Question

Prove that: ${{\sin }^{2}}42{}^\circ -{{\cos }^{2}}78{}^\circ =\dfrac{\sqrt{5}+1}{8}$

Answer 1

Hint: First use the formula ${{\sin }^{2}}A-{{\cos }^{2}}B=-\cos \left( A+B \right)\cos \left( A-B \right)$ on the LHS to get ${{\sin }^{2}}42{}^\circ -{{\cos }^{2}}78{}^\circ =-\cos \left( 120{}^\circ \right)\cos \left( -36{}^\circ \right)$. Then use the formula $\cos \left( -\theta \right)=\cos \left( \theta \right)$ to get${{\sin }^{2}}42{}^\circ -{{\cos }^{2}}78{}^\circ =-\cos \left( 120{}^\circ \right)\cos \left( 36{}^\circ \right)$. Then find the value of $\cos \left( 120{}^\circ \right)$. Substitute this value and the value of \[\cos \left( 36{}^\circ \right)\] in the obtained expression.
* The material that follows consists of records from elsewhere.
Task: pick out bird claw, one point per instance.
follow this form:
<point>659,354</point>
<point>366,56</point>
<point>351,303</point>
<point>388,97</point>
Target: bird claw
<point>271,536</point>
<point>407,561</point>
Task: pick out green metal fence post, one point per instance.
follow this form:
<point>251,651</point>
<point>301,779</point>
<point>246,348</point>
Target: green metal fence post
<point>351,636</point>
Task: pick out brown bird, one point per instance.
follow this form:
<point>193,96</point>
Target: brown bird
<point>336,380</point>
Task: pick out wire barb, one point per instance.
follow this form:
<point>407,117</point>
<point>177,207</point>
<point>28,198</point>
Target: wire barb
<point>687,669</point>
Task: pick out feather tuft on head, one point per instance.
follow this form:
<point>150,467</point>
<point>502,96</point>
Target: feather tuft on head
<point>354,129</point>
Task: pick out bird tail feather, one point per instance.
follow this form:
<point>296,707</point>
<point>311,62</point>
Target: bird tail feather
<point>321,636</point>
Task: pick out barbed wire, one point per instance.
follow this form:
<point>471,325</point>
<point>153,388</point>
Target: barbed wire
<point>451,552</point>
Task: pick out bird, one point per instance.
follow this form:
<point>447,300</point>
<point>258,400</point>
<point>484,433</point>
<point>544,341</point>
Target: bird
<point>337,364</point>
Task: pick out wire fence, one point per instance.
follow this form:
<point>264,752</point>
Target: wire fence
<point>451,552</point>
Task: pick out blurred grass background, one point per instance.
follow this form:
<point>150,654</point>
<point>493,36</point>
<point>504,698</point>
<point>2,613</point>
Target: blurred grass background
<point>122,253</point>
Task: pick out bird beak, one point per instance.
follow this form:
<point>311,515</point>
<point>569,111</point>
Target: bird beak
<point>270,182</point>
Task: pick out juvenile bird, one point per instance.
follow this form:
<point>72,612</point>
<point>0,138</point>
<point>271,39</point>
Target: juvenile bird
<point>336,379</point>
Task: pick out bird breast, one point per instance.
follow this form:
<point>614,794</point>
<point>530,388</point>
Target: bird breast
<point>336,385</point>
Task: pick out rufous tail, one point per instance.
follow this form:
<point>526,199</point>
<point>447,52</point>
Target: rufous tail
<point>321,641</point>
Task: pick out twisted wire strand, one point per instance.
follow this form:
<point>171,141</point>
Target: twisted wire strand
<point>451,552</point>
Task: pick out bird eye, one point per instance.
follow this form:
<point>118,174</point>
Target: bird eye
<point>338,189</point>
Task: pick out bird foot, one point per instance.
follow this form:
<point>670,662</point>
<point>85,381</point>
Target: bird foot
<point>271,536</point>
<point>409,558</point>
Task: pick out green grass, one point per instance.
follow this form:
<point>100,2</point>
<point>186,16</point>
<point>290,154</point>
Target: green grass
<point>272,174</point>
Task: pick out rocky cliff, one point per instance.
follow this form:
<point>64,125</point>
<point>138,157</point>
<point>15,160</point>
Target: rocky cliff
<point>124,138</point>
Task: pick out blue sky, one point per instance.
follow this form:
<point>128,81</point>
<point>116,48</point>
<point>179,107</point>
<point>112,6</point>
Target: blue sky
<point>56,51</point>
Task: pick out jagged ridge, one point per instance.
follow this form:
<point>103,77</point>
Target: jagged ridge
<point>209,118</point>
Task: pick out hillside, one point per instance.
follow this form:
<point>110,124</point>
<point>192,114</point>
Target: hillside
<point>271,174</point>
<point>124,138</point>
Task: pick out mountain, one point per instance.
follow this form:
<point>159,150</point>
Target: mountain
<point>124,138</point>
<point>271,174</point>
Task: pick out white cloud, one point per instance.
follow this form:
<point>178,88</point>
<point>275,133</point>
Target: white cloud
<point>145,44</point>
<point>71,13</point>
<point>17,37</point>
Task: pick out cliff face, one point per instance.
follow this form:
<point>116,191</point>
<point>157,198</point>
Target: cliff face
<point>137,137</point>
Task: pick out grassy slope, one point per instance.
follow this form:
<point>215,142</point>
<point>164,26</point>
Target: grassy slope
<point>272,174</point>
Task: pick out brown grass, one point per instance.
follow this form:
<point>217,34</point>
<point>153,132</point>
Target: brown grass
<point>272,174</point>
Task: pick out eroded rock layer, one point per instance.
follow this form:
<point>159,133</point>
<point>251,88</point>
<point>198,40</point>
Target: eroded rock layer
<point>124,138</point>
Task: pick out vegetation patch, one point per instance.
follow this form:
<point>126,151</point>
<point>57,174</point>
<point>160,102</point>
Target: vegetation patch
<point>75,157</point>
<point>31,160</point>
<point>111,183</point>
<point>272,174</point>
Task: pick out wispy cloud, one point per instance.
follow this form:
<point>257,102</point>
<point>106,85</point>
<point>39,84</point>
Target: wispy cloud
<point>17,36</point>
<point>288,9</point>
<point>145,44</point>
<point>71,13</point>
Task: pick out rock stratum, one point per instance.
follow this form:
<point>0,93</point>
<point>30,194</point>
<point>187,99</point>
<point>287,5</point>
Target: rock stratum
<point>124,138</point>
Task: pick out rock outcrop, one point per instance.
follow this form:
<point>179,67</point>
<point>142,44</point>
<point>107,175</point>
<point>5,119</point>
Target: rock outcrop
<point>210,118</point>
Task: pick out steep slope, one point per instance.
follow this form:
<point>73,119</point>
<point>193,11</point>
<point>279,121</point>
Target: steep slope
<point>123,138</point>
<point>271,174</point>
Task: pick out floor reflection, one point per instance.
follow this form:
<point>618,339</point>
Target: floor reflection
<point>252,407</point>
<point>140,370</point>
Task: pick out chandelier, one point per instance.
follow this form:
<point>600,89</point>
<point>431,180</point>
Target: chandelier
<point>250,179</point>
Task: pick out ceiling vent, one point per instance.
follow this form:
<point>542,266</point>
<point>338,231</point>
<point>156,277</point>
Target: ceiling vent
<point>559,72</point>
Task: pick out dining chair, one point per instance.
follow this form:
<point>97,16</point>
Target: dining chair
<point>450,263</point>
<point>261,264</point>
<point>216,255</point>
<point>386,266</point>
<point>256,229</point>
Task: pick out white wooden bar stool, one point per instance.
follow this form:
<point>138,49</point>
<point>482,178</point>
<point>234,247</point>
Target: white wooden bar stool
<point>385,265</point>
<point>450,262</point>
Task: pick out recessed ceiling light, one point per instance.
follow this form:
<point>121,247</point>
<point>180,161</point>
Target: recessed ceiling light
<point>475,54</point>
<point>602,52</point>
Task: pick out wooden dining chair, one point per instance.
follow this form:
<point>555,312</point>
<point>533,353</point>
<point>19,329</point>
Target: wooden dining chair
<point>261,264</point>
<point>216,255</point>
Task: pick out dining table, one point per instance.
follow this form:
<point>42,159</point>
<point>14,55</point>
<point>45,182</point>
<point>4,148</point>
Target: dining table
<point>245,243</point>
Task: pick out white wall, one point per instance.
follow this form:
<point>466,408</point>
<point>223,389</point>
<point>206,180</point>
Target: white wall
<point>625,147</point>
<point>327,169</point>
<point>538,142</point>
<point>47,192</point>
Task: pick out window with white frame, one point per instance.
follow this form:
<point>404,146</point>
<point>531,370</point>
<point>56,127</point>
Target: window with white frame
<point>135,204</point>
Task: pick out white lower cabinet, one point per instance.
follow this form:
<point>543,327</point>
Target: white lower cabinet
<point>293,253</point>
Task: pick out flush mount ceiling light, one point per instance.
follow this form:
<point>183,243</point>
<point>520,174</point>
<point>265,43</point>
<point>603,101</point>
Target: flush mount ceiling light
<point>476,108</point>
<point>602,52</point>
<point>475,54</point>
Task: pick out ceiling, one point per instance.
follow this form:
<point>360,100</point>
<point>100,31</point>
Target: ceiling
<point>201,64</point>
The resultant will be equal to the RHS.

Complete step-by-step answer:
In this question, we need to prove that ${{\sin }^{2}}42{}^\circ -{{\cos }^{2}}78{}^\circ =\dfrac{\sqrt{5}+1}{8}$.
For this, we will simplify the LHS.
LHS $={{\sin }^{2}}42{}^\circ -{{\cos }^{2}}78{}^\circ $
We know that if we have two angles A and B, then:
${{\sin }^{2}}A-{{\cos }^{2}}B=-\cos \left( A+B \right)\cos \left( A-B \right)$
Using this formula on the LHS, we get the following:
LHS $={{\sin }^{2}}42{}^\circ -{{\cos }^{2}}78{}^\circ $
${{\sin }^{2}}42{}^\circ -{{\cos }^{2}}78{}^\circ =-\cos \left( 42{}^\circ +78{}^\circ \right)\cos \left( 42{}^\circ -78{}^\circ \right)$
${{\sin }^{2}}42{}^\circ -{{\cos }^{2}}78{}^\circ =-\cos \left( 120{}^\circ \right)\cos \left( -36{}^\circ \right)$
Now, we also know that $\cos \left( -\theta \right)=\cos \left( \theta \right)$ as cosine is positive in both the I and the IV quadrant.
Using this property on the above equation, we will get the following:
${{\sin }^{2}}42{}^\circ -{{\cos }^{2}}78{}^\circ =-\cos \left( 120{}^\circ \right)\cos \left( -36{}^\circ \right)$
${{\sin }^{2}}42{}^\circ -{{\cos }^{2}}78{}^\circ =-\cos \left( 120{}^\circ \right)\cos \left( 36{}^\circ \right)$ …(1)
Now, here we need to calculate $\cos \left( 120{}^\circ \right)$
$\cos \left( 120{}^\circ \right)=\cos \left( 90{}^\circ +30{}^\circ \right)$
Now, we know the property that $\cos \left( 90{}^\circ +\theta \right)=-\sin \left( \theta \right)$
Using this property in the above equation, we will get the following:
\[\cos \left( 120{}^\circ \right)=\cos \left( 90{}^\circ +30{}^\circ \right)\]
\[\cos \left( 120{}^\circ \right)=-\sin \left( 30{}^\circ \right)\]
Now, we will substitute this in the equation (1) to get the following:
${{\sin }^{2}}42{}^\circ -{{\cos }^{2}}78{}^\circ =-\cos \left( 120{}^\circ \right)\cos \left( 36{}^\circ \right)$
\[{{\sin }^{2}}42{}^\circ -{{\cos }^{2}}78{}^\circ =\sin \left( 30{}^\circ \right)\cos \left( 36{}^\circ \right)\]
Now, we already know that \[sin\left( 30{}^\circ \right)=\dfrac{1}{2}\] and that \[\cos \left( 36{}^\circ \right)=\dfrac{\sqrt{5}+1}{4}\].
We will now substitute these values in the above equation to get the following:
\[{{\sin }^{2}}42{}^\circ -{{\cos }^{2}}78{}^\circ =\sin \left( 30{}^\circ \right)\cos \left( 36{}^\circ \right)\]
\[{{\sin }^{2}}42{}^\circ -{{\cos }^{2}}78{}^\circ =\dfrac{1}{2}\times \dfrac{\sqrt{5}+1}{4}\]
\[{{\sin }^{2}}42{}^\circ -{{\cos }^{2}}78{}^\circ =\dfrac{\sqrt{5}+1}{8}\]
Hence, the LHS \[=\dfrac{\sqrt{5}+1}{8}\]
Now, we will look at the RHS.
RHS \[=\dfrac{\sqrt{5}+1}{8}\]
Hence, the LHS is equal to the RHS.
So, ${{\sin }^{2}}42{}^\circ -{{\cos }^{2}}78{}^\circ =\dfrac{\sqrt{5}+1}{8}$
Hence proved.

Note: In this question, it is important to know about the trigonometric properties like ${{\sin }^{2}}A-{{\cos }^{2}}B=-\cos \left( A+B \right)\cos \left( A-B \right)$, $\cos \left( -\theta \right)=\cos \left( \theta \right)$, and $\cos \left( 90{}^\circ +\theta \right)=-\sin \left( \theta \right)$. Without knowing these properties, you will be unable to solve this kind of problem as it involves a very unconventional measure of the angles.